John also wanted to show that when Jesus came to establish the New Covenant, He didn’t just get rid of the old Jewish customs and the Temple worship. Jesus replaced it and became the center of worship and the life of faith. Everything can be found in deep, abiding love and relationship with Him! All of the Jewish traditions and symbols and ways of life were God’s way of creating a nation that pointed to the coming of His glorious Son, and once He came to earth, those old rituals were no longer necessary! There was a whole new way of life in Christ, and those who belong to Him are a whole new kind of covenant people!
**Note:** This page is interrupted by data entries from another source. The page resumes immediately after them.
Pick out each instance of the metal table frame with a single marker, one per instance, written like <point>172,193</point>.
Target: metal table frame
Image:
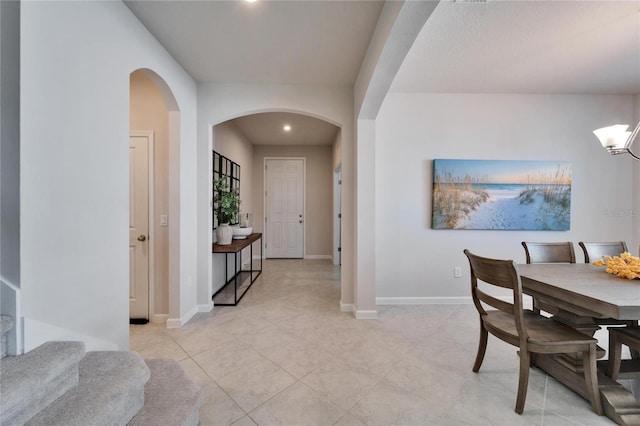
<point>240,275</point>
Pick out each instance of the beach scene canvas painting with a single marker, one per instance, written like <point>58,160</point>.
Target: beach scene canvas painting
<point>501,194</point>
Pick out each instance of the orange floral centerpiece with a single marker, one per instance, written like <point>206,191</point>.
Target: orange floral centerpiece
<point>623,266</point>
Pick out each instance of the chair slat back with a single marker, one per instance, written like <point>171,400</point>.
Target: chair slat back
<point>549,252</point>
<point>594,251</point>
<point>500,273</point>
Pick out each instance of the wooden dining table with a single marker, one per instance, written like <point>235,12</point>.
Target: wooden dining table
<point>578,295</point>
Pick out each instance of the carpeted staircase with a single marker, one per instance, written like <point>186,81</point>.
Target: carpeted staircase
<point>58,383</point>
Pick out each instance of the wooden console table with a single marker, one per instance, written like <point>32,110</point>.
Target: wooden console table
<point>242,279</point>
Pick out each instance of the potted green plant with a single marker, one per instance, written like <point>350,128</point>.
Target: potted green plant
<point>226,207</point>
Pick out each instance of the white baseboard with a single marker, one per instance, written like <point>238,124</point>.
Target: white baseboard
<point>160,318</point>
<point>206,308</point>
<point>424,300</point>
<point>346,307</point>
<point>179,322</point>
<point>318,256</point>
<point>366,314</point>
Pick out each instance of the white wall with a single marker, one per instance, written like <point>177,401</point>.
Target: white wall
<point>220,102</point>
<point>412,260</point>
<point>633,248</point>
<point>76,61</point>
<point>10,138</point>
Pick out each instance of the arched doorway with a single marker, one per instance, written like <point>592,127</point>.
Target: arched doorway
<point>154,248</point>
<point>255,138</point>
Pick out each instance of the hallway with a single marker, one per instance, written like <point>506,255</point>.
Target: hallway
<point>286,355</point>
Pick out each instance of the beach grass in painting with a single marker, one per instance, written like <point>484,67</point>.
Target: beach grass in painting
<point>501,194</point>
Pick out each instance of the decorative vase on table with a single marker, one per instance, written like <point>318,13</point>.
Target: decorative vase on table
<point>224,234</point>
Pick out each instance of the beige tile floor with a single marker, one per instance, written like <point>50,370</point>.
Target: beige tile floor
<point>286,355</point>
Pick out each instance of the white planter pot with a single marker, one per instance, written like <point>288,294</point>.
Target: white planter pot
<point>224,234</point>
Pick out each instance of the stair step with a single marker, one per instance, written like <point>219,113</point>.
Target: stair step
<point>30,382</point>
<point>170,397</point>
<point>110,391</point>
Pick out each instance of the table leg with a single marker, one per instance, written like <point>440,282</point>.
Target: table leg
<point>618,403</point>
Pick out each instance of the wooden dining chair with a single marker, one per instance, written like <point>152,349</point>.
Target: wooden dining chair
<point>549,252</point>
<point>618,336</point>
<point>532,333</point>
<point>594,251</point>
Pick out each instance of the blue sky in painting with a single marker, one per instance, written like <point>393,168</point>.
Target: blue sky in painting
<point>501,171</point>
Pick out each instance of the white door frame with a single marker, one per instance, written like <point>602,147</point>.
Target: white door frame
<point>152,228</point>
<point>304,202</point>
<point>337,211</point>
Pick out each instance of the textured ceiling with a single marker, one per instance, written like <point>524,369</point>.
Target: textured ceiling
<point>466,46</point>
<point>267,129</point>
<point>526,47</point>
<point>281,42</point>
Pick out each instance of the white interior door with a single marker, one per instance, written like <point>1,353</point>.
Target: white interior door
<point>139,227</point>
<point>285,208</point>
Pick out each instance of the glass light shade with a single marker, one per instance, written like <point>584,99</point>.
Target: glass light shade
<point>613,137</point>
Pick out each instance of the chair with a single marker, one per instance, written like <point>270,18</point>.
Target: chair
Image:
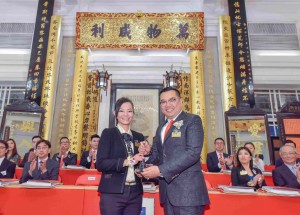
<point>208,185</point>
<point>88,180</point>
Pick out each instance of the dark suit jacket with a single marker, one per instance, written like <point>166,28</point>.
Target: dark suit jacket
<point>51,174</point>
<point>238,179</point>
<point>178,159</point>
<point>284,177</point>
<point>279,162</point>
<point>71,158</point>
<point>212,161</point>
<point>25,159</point>
<point>84,161</point>
<point>7,169</point>
<point>111,154</point>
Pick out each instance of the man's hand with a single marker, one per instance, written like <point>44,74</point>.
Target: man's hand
<point>32,167</point>
<point>144,148</point>
<point>151,172</point>
<point>229,160</point>
<point>43,167</point>
<point>31,156</point>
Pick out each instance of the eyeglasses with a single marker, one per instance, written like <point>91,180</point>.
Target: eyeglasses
<point>171,101</point>
<point>42,148</point>
<point>288,154</point>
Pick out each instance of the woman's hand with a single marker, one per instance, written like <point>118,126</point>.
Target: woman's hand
<point>259,178</point>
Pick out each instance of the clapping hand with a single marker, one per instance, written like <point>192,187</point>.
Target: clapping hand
<point>31,156</point>
<point>32,167</point>
<point>42,167</point>
<point>144,148</point>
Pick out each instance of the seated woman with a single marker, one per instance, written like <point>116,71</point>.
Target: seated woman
<point>244,174</point>
<point>7,168</point>
<point>257,162</point>
<point>12,153</point>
Because teaching these things was John’s desire, he began his book in a very special way. Instead of telling the genealogy of Jesus or explaining how He was born (as Matthew or Luke did), John tells about the eternal life of Jesus, long before the plans of God for human salvation were set in motion. This is what John wrote:

“In the beginning was the Word, and the Word was with God, and the Word was God. He was in the beginning with God. All things came into being through him, and without him, not one thing came into being.”

John 1:1(NRSV)

John chose an interesting way to start his book.  They sound a lot like the first words of the Old Testament: “In the beginning, God created the heavens and the earth.” Now John is giving us more details about Creation.  In the Old Testament, “the Word of God” was a way of saying that God has spoken. And because God is all powerful, all wise, and perfect in all He does, everything He says is absolutely good and certain to happen just because He said so. When God speaks, things become!
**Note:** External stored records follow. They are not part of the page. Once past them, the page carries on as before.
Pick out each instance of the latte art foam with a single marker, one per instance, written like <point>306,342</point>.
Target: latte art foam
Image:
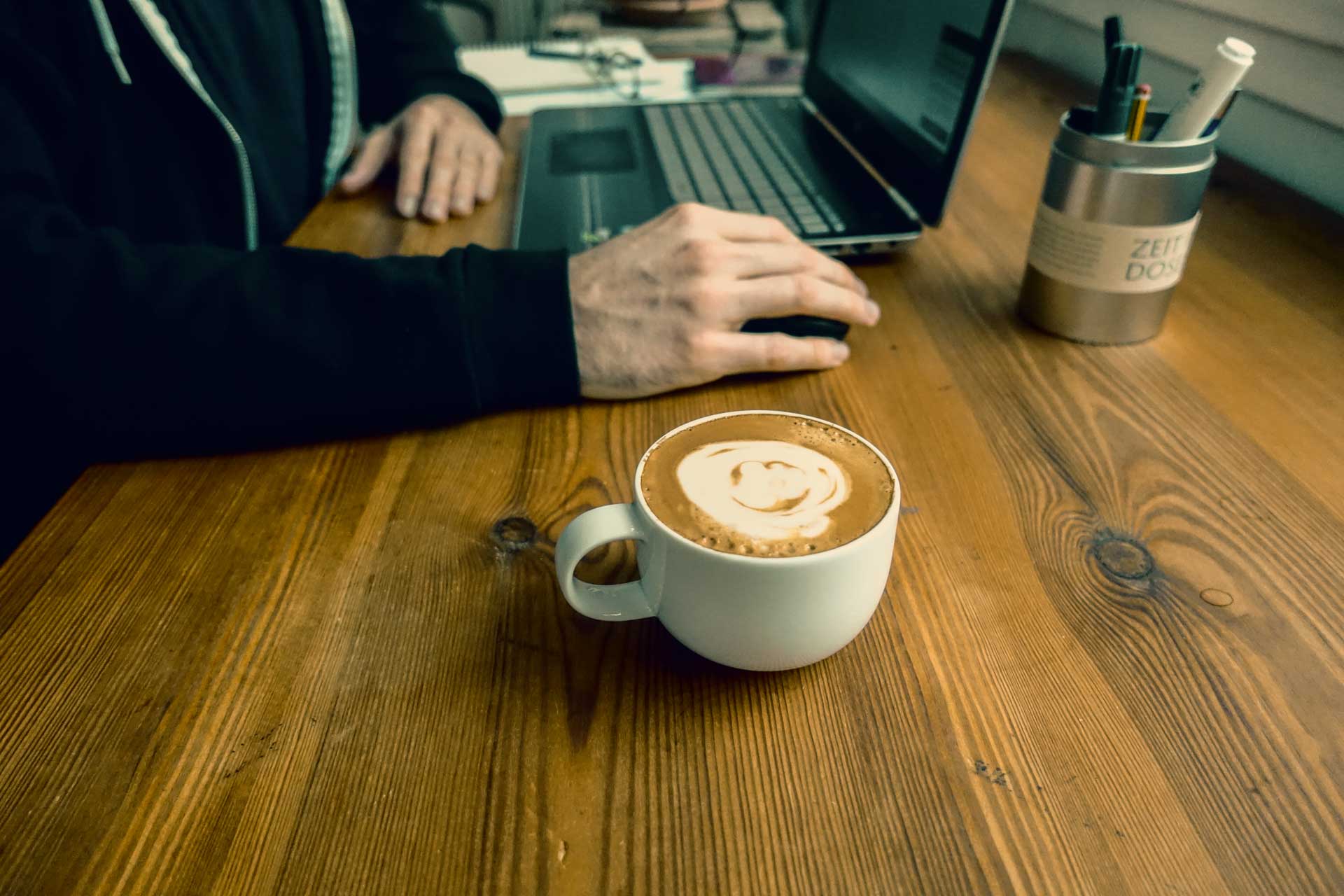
<point>766,485</point>
<point>764,489</point>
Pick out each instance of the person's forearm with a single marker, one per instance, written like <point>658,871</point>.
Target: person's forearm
<point>164,349</point>
<point>405,52</point>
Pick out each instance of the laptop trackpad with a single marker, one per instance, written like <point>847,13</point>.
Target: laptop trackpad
<point>588,152</point>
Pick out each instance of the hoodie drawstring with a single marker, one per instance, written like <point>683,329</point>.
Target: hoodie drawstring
<point>109,39</point>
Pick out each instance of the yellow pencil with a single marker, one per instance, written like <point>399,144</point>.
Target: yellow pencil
<point>1136,112</point>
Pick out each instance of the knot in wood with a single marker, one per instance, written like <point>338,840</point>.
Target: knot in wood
<point>514,533</point>
<point>1124,558</point>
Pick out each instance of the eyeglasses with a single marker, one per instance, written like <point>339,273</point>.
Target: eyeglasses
<point>619,71</point>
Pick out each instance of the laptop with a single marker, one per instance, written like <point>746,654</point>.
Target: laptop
<point>860,163</point>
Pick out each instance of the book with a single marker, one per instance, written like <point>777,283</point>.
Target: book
<point>511,69</point>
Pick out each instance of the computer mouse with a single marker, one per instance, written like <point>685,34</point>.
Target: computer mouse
<point>799,326</point>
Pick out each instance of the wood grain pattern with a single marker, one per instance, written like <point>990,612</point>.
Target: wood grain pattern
<point>1109,659</point>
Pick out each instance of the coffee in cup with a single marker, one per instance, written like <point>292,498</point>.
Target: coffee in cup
<point>764,539</point>
<point>768,485</point>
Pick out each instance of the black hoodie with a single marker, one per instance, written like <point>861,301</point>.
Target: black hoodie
<point>143,311</point>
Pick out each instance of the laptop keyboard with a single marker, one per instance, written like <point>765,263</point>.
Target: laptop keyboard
<point>726,155</point>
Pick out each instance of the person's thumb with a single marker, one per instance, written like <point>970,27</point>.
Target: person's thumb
<point>370,159</point>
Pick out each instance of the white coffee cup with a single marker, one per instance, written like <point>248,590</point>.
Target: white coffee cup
<point>746,612</point>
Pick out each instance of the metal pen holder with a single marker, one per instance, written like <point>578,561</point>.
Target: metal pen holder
<point>1112,232</point>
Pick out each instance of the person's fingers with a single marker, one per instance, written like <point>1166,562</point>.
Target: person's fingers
<point>803,295</point>
<point>442,169</point>
<point>732,225</point>
<point>370,159</point>
<point>752,352</point>
<point>769,260</point>
<point>417,137</point>
<point>464,188</point>
<point>491,163</point>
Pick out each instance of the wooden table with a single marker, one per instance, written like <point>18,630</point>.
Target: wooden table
<point>1109,657</point>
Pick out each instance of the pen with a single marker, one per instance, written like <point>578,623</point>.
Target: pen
<point>1222,113</point>
<point>1136,113</point>
<point>1114,31</point>
<point>1212,86</point>
<point>1117,92</point>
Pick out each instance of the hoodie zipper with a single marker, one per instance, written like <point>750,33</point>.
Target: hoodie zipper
<point>340,46</point>
<point>163,35</point>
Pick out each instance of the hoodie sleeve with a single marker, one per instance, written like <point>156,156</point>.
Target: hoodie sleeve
<point>406,51</point>
<point>130,348</point>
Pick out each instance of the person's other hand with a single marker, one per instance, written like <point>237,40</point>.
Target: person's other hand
<point>448,159</point>
<point>662,307</point>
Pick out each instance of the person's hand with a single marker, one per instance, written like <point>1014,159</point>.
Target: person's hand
<point>660,308</point>
<point>447,158</point>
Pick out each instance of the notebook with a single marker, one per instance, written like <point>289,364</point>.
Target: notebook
<point>508,69</point>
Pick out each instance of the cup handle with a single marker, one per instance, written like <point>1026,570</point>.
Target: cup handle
<point>593,528</point>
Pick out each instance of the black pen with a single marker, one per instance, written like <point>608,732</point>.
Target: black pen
<point>1114,31</point>
<point>1117,92</point>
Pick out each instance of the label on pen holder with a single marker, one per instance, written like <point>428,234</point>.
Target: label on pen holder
<point>1112,258</point>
Now John is showing us that as God the Father was creating the universe, Jesus was right there alongside Him. Jesus is the Word.  He was with God, which means He had a relationship with God, yet He also was God. It is difficult to understand how Jesus could be both, but that is what the Bible teaches.  Somehow, God the Father and God the Son are in a perfect relationship with each other, and yet they are One.

The New Testament reveals to us that when Scripture talks about “the Word,” it is talking about Jesus. Try reading John 1:1-5, but when you see the terms “Word” or “Him,” replace it with the name “Jesus.”

"In the beginning was the Word, and the Word was with God, and the Word was God. He was in the beginning with God.  All things came into being through him, and without him not one thing came into being.  What has come into being in Him was life, and the life was the light of all people.  The light shines in the darkness, and the darkness did not overcome it."

John 1:1-5

The whole universe sprang from Christ.  Think of the magnificent stars and the solitary moon. Think of the roaring rivers and thundering waves.  Every last thing that God made was made in the power of His Son. Somehow, the power of the Word of God the Father came through the glory of Jesus Christ.   Another book of the Bible, written by the Apostle Paul, explains this a little bit more:

“He, [Jesus], is the image of the invisible God, the firstborn over all creation. For by him all things were created, in heaven and on earth, visible and invisible, whether thrones or dominions or rulers or authorities-all things were created through him and for him. And he is before all things, and in him all things hold together.”

Colossians 1:15-17

Wow.  These grand truths are so great that they are hard for us to grasp. And that is a wonderful thing, isn’t it? The Most High God should be so much grander than we are that we cannot understand everything about Him! Trying to explain these things to each other is important.  In fact it is a profoundly good thing for us to search out the things of God to the very edge of what is possible to know about the One who is infinitely greater than ourselves.  But it is okay if some of it seems like a mystery! We don’t try to teach dogs to read or flowers to sing, do we? The difference between a human and a flower is much less than the difference between us and God! There are many things God can do and understand that we cannot. That great distance between humanity and God is the distance that Jesus bore in Himself so that He could offer His life for us, and John wanted to help us understand the outrageous, incomprehensibly beautiful thing that God did.